Ida Mabel Murray Simmons MBE (1881, 1882 or 1888 — 7 January 1958), was a public health nurse who greatly improved maternal and infant health care standards in Singapore. She was posthumously inducted into the Singapore Women's Hall of Fame in 2021.

==Early life and education==
Simmons studied in Eastbourne, East Sussex. She joined the Voluntary Aid Detachment (VAD) during World War I, serving at the 2nd London General Hospital, Chelsea from October 1916, later going to France. She returned in April 1919 and was awarded two red stripes in connection with this service.

After the war, she received a VAD scholarship to study at the Royal Infirmary of Edinburgh, and received her certification in 1922. She then won a scholarship one-year International Red Cross public health course in London.

==Career==
From 1924 to 1926, she worked as a sister tutor at the Royal Edinburgh Infirmary.

She joined the Straits Settlements Medical Department in December 1926, and arrived in Singapore in January 1927, and became the first Health Sister in Singapore. She was responsible for introducing infant and maternal health services in rural Singapore, which then covered about half of the island, and had a population of about 100,000. She spent several months learning Malay before she began visiting every village in rural Singapore. The improvement of reporting of births and the examination of infants was made a priority.

During her first year, a mobile dispensary was launched by the health department. The dispensary had a doctor and a dresser who spoke several languages. The dispensary would park along the road while Simmons and her team made house calls. In 1930, Simmons began setting up welfare centres which focused on health education and disease and illness prevention. The centres also provided regular check-ups, free milk, referrals to hospitals, lectures and counselling. However, due the lack of facilities and nursing staff, the centres were initially set up in former shophouses, coolie lines and police stations, and only operated for short hours daily.

Simmons was promoted to Public Health Matron for rural Singapore in 1934 and was made a Member of the Order of the British Empire in 1941. Following the end of the Japanese occupation of Singapore, Simmons was tasked with the rebuilding of infant health services, which were neglected under the occupation. Simmons retired in 1948 but in 1950, she travelled to Brunei as part of a World Health Organization programme teaching modern obstetrical methods to rural midwives.

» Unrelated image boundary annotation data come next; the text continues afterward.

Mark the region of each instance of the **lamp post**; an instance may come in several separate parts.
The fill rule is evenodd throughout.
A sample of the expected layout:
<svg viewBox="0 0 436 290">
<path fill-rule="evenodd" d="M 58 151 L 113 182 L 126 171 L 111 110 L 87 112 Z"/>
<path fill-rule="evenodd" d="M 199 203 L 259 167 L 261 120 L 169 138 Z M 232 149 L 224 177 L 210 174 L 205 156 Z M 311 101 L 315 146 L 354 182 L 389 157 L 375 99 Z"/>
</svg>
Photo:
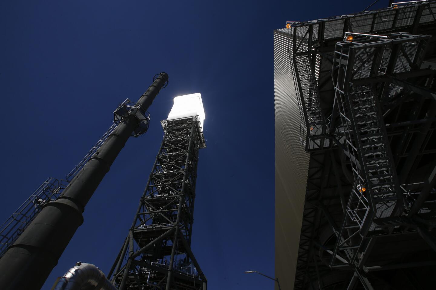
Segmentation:
<svg viewBox="0 0 436 290">
<path fill-rule="evenodd" d="M 277 285 L 278 286 L 279 286 L 279 290 L 282 290 L 280 288 L 280 283 L 279 283 L 279 278 L 276 278 L 276 279 L 274 279 L 274 278 L 272 278 L 272 277 L 270 277 L 269 276 L 267 276 L 266 275 L 265 275 L 265 274 L 262 274 L 262 273 L 258 272 L 257 271 L 245 271 L 245 273 L 257 273 L 258 274 L 259 274 L 262 275 L 262 276 L 265 276 L 266 278 L 269 278 L 271 280 L 274 280 L 274 281 L 275 281 L 276 282 L 277 282 Z"/>
</svg>

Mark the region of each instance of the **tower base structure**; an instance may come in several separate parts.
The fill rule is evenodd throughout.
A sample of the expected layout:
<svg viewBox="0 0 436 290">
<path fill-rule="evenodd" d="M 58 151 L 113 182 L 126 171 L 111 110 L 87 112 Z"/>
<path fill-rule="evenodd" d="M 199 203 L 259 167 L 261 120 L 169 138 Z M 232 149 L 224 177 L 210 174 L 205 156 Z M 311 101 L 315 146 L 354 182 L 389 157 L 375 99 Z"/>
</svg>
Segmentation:
<svg viewBox="0 0 436 290">
<path fill-rule="evenodd" d="M 200 103 L 198 99 L 194 101 Z M 201 109 L 204 119 L 202 104 Z M 201 112 L 161 121 L 164 135 L 159 153 L 108 275 L 119 289 L 207 289 L 191 249 L 198 150 L 205 147 Z"/>
</svg>

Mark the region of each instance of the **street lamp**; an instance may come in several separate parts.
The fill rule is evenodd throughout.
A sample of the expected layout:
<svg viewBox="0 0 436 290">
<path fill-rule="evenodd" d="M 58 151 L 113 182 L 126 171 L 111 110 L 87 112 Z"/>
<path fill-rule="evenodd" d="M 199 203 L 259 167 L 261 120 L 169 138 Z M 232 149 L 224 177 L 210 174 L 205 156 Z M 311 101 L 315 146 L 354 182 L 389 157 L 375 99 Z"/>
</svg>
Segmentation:
<svg viewBox="0 0 436 290">
<path fill-rule="evenodd" d="M 272 278 L 272 277 L 270 277 L 269 276 L 267 276 L 266 275 L 265 275 L 265 274 L 262 274 L 262 273 L 259 273 L 259 272 L 257 272 L 257 271 L 245 271 L 245 273 L 249 273 L 249 274 L 250 273 L 257 273 L 258 274 L 260 274 L 260 275 L 262 275 L 262 276 L 265 276 L 266 278 L 269 278 L 271 280 L 274 280 L 274 281 L 275 281 L 276 282 L 277 282 L 277 285 L 278 286 L 279 286 L 279 290 L 282 290 L 281 289 L 280 289 L 280 283 L 279 283 L 279 278 L 276 278 L 275 279 L 273 278 Z"/>
</svg>

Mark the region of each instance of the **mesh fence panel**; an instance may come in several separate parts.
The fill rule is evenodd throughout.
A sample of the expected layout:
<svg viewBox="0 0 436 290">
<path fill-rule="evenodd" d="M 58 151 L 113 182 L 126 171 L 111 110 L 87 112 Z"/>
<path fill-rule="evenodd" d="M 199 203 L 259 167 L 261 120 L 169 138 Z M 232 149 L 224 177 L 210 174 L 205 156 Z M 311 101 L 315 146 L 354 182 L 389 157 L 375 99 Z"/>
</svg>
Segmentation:
<svg viewBox="0 0 436 290">
<path fill-rule="evenodd" d="M 432 3 L 422 10 L 419 23 L 432 22 L 436 20 L 436 3 Z"/>
<path fill-rule="evenodd" d="M 324 39 L 334 38 L 342 36 L 344 30 L 344 19 L 327 22 L 324 27 Z"/>
<path fill-rule="evenodd" d="M 372 14 L 357 16 L 350 18 L 349 22 L 351 31 L 357 33 L 364 33 L 371 30 L 372 19 L 374 16 Z"/>
</svg>

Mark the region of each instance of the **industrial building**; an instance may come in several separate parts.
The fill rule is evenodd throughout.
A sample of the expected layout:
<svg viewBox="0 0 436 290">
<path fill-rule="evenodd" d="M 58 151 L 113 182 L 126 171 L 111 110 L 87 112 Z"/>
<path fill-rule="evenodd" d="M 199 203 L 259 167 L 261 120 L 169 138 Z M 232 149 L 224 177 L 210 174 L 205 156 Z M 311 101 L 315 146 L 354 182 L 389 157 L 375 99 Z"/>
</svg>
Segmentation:
<svg viewBox="0 0 436 290">
<path fill-rule="evenodd" d="M 282 289 L 434 287 L 435 20 L 417 1 L 274 31 Z"/>
</svg>

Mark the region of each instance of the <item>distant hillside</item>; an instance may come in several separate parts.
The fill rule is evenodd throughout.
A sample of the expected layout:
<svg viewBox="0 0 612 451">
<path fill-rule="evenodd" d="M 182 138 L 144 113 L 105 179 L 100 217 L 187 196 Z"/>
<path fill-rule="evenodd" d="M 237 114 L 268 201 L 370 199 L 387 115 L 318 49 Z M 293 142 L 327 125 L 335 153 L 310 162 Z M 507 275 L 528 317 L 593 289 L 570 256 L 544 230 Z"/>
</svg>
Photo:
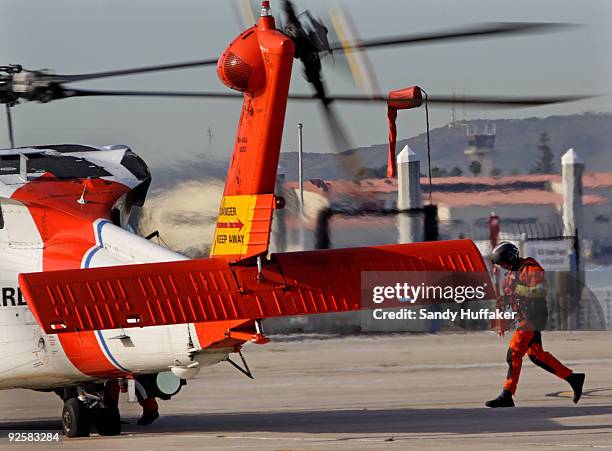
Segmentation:
<svg viewBox="0 0 612 451">
<path fill-rule="evenodd" d="M 470 124 L 483 129 L 491 121 L 474 120 Z M 531 170 L 540 133 L 547 132 L 560 170 L 561 155 L 570 147 L 576 149 L 586 163 L 587 170 L 612 171 L 612 114 L 585 113 L 547 118 L 499 119 L 496 125 L 495 166 L 503 174 L 526 173 Z M 450 170 L 458 166 L 468 173 L 468 159 L 463 151 L 467 145 L 464 125 L 444 126 L 431 130 L 432 166 Z M 405 144 L 412 147 L 425 161 L 425 134 L 398 141 L 398 150 Z M 356 153 L 361 164 L 377 169 L 386 165 L 387 143 L 359 147 L 345 153 Z M 342 178 L 337 157 L 331 154 L 306 153 L 304 176 L 306 179 Z M 297 152 L 281 155 L 281 164 L 291 180 L 297 179 Z M 423 172 L 426 165 L 422 164 Z"/>
</svg>

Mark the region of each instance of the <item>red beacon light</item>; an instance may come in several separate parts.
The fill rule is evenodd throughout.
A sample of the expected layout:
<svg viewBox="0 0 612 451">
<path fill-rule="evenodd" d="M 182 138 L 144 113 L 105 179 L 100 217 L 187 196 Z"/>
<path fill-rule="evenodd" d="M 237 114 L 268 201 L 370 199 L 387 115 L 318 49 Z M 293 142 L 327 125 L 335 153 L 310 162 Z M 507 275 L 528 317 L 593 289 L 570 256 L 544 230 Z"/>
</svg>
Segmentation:
<svg viewBox="0 0 612 451">
<path fill-rule="evenodd" d="M 387 177 L 397 177 L 397 162 L 395 161 L 395 145 L 397 141 L 397 110 L 409 110 L 423 104 L 423 92 L 418 86 L 398 89 L 389 93 L 387 101 L 387 119 L 389 122 L 389 152 L 387 156 Z"/>
<path fill-rule="evenodd" d="M 259 17 L 269 17 L 272 14 L 270 13 L 270 2 L 264 0 L 261 2 L 261 10 L 259 11 Z"/>
</svg>

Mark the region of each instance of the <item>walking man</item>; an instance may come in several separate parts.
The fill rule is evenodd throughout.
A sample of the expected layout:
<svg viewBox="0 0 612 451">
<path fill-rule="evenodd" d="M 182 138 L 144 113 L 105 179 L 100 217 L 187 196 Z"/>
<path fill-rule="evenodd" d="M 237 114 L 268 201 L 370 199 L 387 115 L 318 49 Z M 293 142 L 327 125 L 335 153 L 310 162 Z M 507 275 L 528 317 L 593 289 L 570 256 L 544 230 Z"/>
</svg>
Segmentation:
<svg viewBox="0 0 612 451">
<path fill-rule="evenodd" d="M 508 375 L 503 391 L 485 405 L 514 407 L 512 396 L 516 392 L 525 354 L 540 368 L 567 381 L 574 391 L 573 401 L 577 403 L 582 395 L 585 375 L 574 373 L 542 349 L 542 330 L 548 321 L 544 269 L 533 258 L 521 258 L 518 248 L 508 241 L 495 246 L 489 258 L 493 264 L 507 270 L 502 295 L 516 312 L 517 324 L 506 357 Z"/>
</svg>

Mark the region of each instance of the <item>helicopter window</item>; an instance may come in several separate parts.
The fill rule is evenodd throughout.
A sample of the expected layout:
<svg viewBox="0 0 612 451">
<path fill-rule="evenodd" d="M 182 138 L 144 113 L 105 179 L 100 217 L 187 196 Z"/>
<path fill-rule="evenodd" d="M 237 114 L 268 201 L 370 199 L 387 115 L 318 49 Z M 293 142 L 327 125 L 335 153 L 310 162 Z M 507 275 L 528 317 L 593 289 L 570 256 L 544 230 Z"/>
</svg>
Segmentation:
<svg viewBox="0 0 612 451">
<path fill-rule="evenodd" d="M 125 152 L 121 165 L 130 171 L 138 180 L 146 180 L 151 178 L 151 173 L 147 164 L 142 158 L 136 155 L 131 150 Z"/>
</svg>

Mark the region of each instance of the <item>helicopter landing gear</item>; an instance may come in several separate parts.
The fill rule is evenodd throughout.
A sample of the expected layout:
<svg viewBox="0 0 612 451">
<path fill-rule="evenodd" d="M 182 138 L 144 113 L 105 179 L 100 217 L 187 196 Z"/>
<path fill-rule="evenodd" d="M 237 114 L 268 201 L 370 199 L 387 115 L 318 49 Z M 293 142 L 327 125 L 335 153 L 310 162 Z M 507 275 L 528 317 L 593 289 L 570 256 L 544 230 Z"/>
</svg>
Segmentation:
<svg viewBox="0 0 612 451">
<path fill-rule="evenodd" d="M 89 437 L 93 426 L 102 436 L 121 434 L 119 408 L 104 403 L 103 392 L 87 392 L 81 387 L 66 391 L 62 429 L 66 437 Z"/>
<path fill-rule="evenodd" d="M 62 429 L 66 437 L 89 437 L 89 412 L 79 398 L 70 398 L 62 410 Z"/>
</svg>

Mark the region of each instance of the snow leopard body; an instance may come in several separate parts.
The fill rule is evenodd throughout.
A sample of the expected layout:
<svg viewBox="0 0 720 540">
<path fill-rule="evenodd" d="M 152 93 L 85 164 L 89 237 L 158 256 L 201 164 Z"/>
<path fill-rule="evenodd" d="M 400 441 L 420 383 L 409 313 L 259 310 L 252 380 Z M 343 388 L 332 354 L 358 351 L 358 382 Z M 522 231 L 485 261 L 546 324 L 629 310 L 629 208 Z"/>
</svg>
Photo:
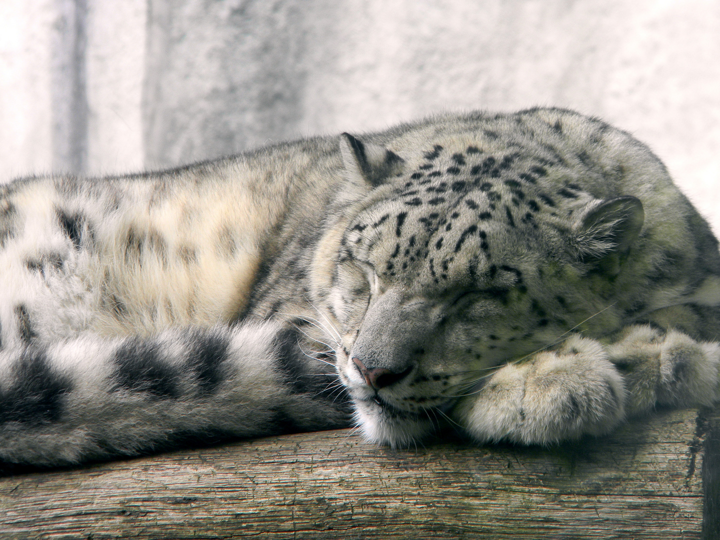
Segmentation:
<svg viewBox="0 0 720 540">
<path fill-rule="evenodd" d="M 720 256 L 631 136 L 445 115 L 0 192 L 0 460 L 355 423 L 601 435 L 713 403 Z"/>
</svg>

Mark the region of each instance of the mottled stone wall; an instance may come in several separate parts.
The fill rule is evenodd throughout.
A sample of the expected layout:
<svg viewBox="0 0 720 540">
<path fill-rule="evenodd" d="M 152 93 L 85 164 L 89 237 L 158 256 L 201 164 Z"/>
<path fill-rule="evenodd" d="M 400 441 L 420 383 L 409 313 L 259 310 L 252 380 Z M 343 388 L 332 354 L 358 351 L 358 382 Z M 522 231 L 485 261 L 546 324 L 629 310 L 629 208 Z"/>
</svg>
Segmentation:
<svg viewBox="0 0 720 540">
<path fill-rule="evenodd" d="M 552 104 L 647 142 L 720 230 L 718 2 L 3 0 L 0 21 L 3 178 Z"/>
</svg>

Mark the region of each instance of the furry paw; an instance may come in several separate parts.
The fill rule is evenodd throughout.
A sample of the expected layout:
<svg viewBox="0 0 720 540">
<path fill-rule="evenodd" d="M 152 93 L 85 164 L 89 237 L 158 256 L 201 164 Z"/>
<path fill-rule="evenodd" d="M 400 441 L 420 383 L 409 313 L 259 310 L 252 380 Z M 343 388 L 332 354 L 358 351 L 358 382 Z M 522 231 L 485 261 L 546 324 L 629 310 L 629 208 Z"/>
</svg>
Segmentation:
<svg viewBox="0 0 720 540">
<path fill-rule="evenodd" d="M 625 379 L 629 414 L 647 411 L 655 403 L 710 405 L 718 397 L 718 343 L 696 341 L 674 330 L 663 334 L 649 325 L 634 325 L 607 351 Z"/>
<path fill-rule="evenodd" d="M 573 336 L 557 351 L 500 368 L 454 415 L 480 442 L 546 444 L 607 433 L 624 416 L 625 394 L 603 346 Z"/>
</svg>

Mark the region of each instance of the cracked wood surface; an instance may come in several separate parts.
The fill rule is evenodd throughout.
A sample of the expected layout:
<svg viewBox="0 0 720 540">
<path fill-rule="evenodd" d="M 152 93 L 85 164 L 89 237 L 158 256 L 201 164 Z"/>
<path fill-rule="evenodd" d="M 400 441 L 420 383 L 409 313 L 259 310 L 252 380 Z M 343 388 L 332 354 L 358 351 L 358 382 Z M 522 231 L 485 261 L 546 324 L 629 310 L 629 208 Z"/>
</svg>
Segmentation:
<svg viewBox="0 0 720 540">
<path fill-rule="evenodd" d="M 718 539 L 720 414 L 543 449 L 350 431 L 0 478 L 0 538 Z"/>
</svg>

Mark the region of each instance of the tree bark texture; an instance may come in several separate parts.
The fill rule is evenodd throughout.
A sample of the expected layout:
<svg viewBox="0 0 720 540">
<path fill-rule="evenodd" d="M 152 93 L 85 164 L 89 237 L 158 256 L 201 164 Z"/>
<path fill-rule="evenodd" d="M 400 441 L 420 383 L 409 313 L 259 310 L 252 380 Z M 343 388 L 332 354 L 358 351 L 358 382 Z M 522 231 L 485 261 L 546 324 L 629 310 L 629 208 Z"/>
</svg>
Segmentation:
<svg viewBox="0 0 720 540">
<path fill-rule="evenodd" d="M 552 448 L 351 431 L 0 478 L 6 539 L 720 539 L 720 413 Z"/>
</svg>

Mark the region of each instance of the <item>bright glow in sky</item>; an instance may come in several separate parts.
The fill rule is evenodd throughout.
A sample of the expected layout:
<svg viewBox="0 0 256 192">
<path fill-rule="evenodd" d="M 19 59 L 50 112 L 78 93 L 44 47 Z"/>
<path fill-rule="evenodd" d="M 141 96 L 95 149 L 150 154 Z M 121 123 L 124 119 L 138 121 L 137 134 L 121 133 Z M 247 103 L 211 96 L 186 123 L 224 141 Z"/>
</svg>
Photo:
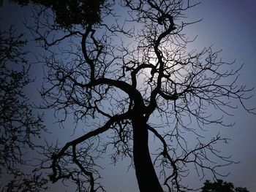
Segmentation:
<svg viewBox="0 0 256 192">
<path fill-rule="evenodd" d="M 198 36 L 195 42 L 189 45 L 189 47 L 200 50 L 204 47 L 213 45 L 214 50 L 222 49 L 220 56 L 223 60 L 232 61 L 236 58 L 238 64 L 244 64 L 238 81 L 240 84 L 247 85 L 249 88 L 256 88 L 256 1 L 202 1 L 197 7 L 187 12 L 191 21 L 203 19 L 186 30 L 187 36 L 191 38 Z M 20 8 L 7 4 L 5 1 L 4 7 L 0 7 L 0 18 L 2 18 L 1 28 L 7 28 L 15 23 L 22 30 L 22 18 L 23 15 L 28 15 L 28 7 Z M 32 75 L 37 77 L 36 83 L 32 85 L 33 88 L 39 88 L 42 85 L 42 66 L 33 66 Z M 31 96 L 31 99 L 39 97 L 35 89 L 29 90 L 28 93 Z M 254 90 L 252 93 L 255 96 L 246 104 L 256 107 L 256 91 Z M 230 172 L 230 174 L 223 180 L 233 183 L 235 186 L 246 187 L 250 192 L 256 192 L 256 118 L 247 114 L 239 105 L 238 110 L 233 111 L 233 117 L 227 118 L 228 121 L 236 122 L 233 128 L 211 126 L 208 127 L 209 131 L 206 136 L 211 137 L 219 131 L 222 135 L 232 139 L 229 145 L 219 146 L 219 148 L 221 148 L 224 155 L 232 155 L 232 160 L 240 163 L 223 168 L 224 172 Z M 48 129 L 53 133 L 50 136 L 52 139 L 56 140 L 56 135 L 61 138 L 61 134 L 72 134 L 72 131 L 67 130 L 59 131 L 58 126 L 53 125 L 54 120 L 52 114 L 46 114 L 45 120 Z M 66 139 L 64 137 L 61 139 Z M 138 191 L 134 170 L 130 169 L 127 172 L 127 166 L 129 163 L 128 160 L 118 162 L 116 166 L 109 165 L 108 160 L 102 162 L 106 167 L 102 171 L 102 176 L 105 177 L 102 184 L 106 186 L 107 190 L 112 192 Z M 187 182 L 195 187 L 200 187 L 207 178 L 206 177 L 201 181 L 188 178 Z M 56 191 L 59 188 L 58 184 L 54 185 L 48 191 Z"/>
</svg>

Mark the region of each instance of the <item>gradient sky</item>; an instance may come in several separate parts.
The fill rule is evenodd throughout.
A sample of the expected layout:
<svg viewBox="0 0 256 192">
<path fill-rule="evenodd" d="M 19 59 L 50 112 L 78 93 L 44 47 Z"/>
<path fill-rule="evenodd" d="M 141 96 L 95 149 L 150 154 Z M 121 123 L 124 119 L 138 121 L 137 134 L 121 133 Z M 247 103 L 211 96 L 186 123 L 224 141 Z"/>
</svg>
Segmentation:
<svg viewBox="0 0 256 192">
<path fill-rule="evenodd" d="M 224 60 L 232 61 L 236 58 L 238 64 L 244 64 L 239 83 L 247 85 L 249 88 L 256 88 L 256 1 L 202 1 L 187 12 L 191 20 L 203 18 L 200 23 L 187 29 L 187 36 L 192 37 L 198 35 L 196 41 L 189 45 L 190 47 L 200 50 L 204 47 L 213 45 L 214 50 L 222 49 L 220 56 Z M 4 7 L 0 7 L 0 18 L 2 18 L 1 28 L 6 28 L 15 23 L 21 31 L 22 18 L 27 16 L 29 12 L 28 7 L 21 9 L 18 6 L 8 5 L 4 1 Z M 37 77 L 37 84 L 33 88 L 39 88 L 42 81 L 42 66 L 34 66 L 32 72 L 33 75 Z M 252 93 L 254 97 L 246 104 L 256 107 L 256 91 L 254 90 Z M 29 94 L 31 99 L 38 97 L 36 91 L 29 91 Z M 230 138 L 232 140 L 229 145 L 219 147 L 223 154 L 232 155 L 233 161 L 240 161 L 238 164 L 223 169 L 224 172 L 230 172 L 230 174 L 223 180 L 233 183 L 235 186 L 246 187 L 249 191 L 256 192 L 256 117 L 246 113 L 241 106 L 233 114 L 234 116 L 227 118 L 228 121 L 236 122 L 233 128 L 211 126 L 208 136 L 211 138 L 219 131 L 222 135 Z M 55 139 L 56 134 L 64 134 L 64 131 L 59 131 L 57 126 L 51 124 L 54 121 L 52 116 L 52 113 L 49 112 L 45 118 L 47 126 L 53 132 L 50 137 Z M 102 183 L 108 191 L 138 191 L 134 170 L 130 169 L 127 172 L 129 162 L 119 162 L 116 166 L 109 165 L 108 162 L 108 160 L 102 161 L 103 166 L 106 167 L 102 174 Z M 188 182 L 195 187 L 200 187 L 204 180 L 198 181 L 196 179 Z M 59 188 L 59 185 L 54 185 L 48 191 L 56 191 Z M 67 191 L 69 190 L 67 189 Z"/>
</svg>

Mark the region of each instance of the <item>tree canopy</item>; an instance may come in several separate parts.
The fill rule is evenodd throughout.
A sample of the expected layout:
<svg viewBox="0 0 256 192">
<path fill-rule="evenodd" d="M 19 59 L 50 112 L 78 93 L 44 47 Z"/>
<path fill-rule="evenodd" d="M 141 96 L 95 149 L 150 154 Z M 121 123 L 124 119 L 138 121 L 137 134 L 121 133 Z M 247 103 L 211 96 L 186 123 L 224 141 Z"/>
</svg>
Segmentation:
<svg viewBox="0 0 256 192">
<path fill-rule="evenodd" d="M 50 8 L 56 15 L 56 22 L 64 28 L 73 25 L 83 27 L 100 22 L 100 9 L 104 0 L 10 0 L 22 6 L 33 3 Z"/>
<path fill-rule="evenodd" d="M 197 21 L 184 13 L 197 4 L 15 1 L 37 5 L 26 26 L 44 50 L 37 58 L 45 67 L 40 108 L 53 110 L 61 124 L 72 117 L 73 129 L 84 130 L 64 145 L 43 147 L 39 168 L 50 169 L 51 182 L 105 191 L 98 159 L 110 148 L 113 162 L 130 158 L 141 192 L 191 190 L 183 180 L 193 170 L 200 177 L 206 170 L 223 176 L 219 169 L 233 161 L 214 145 L 228 139 L 218 134 L 206 141 L 201 131 L 208 124 L 232 126 L 223 116 L 237 107 L 234 100 L 253 112 L 244 104 L 252 89 L 238 85 L 241 66 L 223 61 L 219 51 L 187 48 L 193 39 L 184 29 Z M 221 115 L 213 117 L 210 108 Z"/>
<path fill-rule="evenodd" d="M 202 192 L 249 192 L 246 188 L 234 188 L 232 183 L 223 182 L 217 180 L 217 182 L 211 183 L 206 180 L 202 188 Z"/>
</svg>

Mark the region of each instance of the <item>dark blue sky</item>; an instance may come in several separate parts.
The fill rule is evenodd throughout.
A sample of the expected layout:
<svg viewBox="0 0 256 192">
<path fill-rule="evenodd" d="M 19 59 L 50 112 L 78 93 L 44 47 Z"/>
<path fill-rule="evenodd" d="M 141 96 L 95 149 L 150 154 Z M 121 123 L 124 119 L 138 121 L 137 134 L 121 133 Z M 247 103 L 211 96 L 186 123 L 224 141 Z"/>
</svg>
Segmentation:
<svg viewBox="0 0 256 192">
<path fill-rule="evenodd" d="M 197 7 L 187 12 L 191 20 L 203 18 L 203 20 L 191 26 L 187 29 L 189 37 L 198 35 L 196 41 L 189 45 L 198 50 L 213 45 L 216 50 L 222 50 L 220 56 L 226 61 L 232 61 L 236 59 L 238 64 L 244 64 L 241 72 L 239 83 L 247 85 L 249 88 L 256 88 L 256 1 L 255 0 L 206 0 Z M 0 7 L 1 28 L 15 23 L 18 28 L 22 28 L 23 16 L 27 15 L 29 9 L 20 9 L 17 6 L 10 6 L 4 2 L 4 7 Z M 3 22 L 4 21 L 4 22 Z M 34 75 L 38 76 L 37 82 L 39 83 L 42 77 L 41 66 L 34 66 Z M 34 85 L 35 86 L 35 85 Z M 33 92 L 34 93 L 34 92 Z M 32 97 L 37 96 L 33 93 Z M 34 92 L 35 93 L 35 92 Z M 246 102 L 248 106 L 256 106 L 256 91 L 252 92 L 255 96 Z M 214 113 L 214 112 L 213 112 Z M 256 117 L 246 113 L 238 105 L 238 108 L 233 111 L 234 116 L 227 118 L 227 121 L 236 122 L 233 128 L 208 127 L 207 135 L 209 137 L 217 132 L 232 140 L 225 146 L 219 146 L 223 154 L 232 155 L 232 159 L 240 161 L 238 164 L 233 164 L 224 168 L 224 172 L 230 172 L 230 174 L 224 178 L 225 180 L 234 183 L 235 186 L 246 187 L 249 191 L 256 192 Z M 46 115 L 49 122 L 52 114 Z M 47 123 L 49 128 L 53 126 Z M 63 130 L 61 131 L 64 132 Z M 58 128 L 53 131 L 59 135 Z M 54 139 L 55 135 L 51 136 Z M 119 162 L 116 166 L 108 165 L 109 161 L 102 161 L 105 169 L 102 176 L 102 183 L 107 189 L 113 192 L 138 191 L 135 172 L 130 170 L 127 172 L 127 165 Z M 207 178 L 207 177 L 206 177 Z M 204 180 L 198 181 L 189 180 L 196 187 L 202 185 Z M 49 191 L 56 191 L 59 188 L 56 185 Z"/>
</svg>

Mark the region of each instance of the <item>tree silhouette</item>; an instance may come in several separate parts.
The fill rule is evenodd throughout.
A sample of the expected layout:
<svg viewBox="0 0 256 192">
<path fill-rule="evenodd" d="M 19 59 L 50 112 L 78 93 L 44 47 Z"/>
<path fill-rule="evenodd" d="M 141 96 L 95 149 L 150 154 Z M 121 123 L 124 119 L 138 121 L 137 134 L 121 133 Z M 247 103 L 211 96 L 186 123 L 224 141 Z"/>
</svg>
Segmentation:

She was posthumously inducted into the Singapore Women's Hall of Fame in 2021.

==Personal life and death==
During World War II, Simmons was interned at the Sime Road Camp. She passed time by sewing trousers for male internees at the camp, and had sewn 3,000 pairs of trousers by the end of her internment.

Simmons returned to England following her retirement in 1948, and later moved to Scotland. Simmons died on 7 January 1958.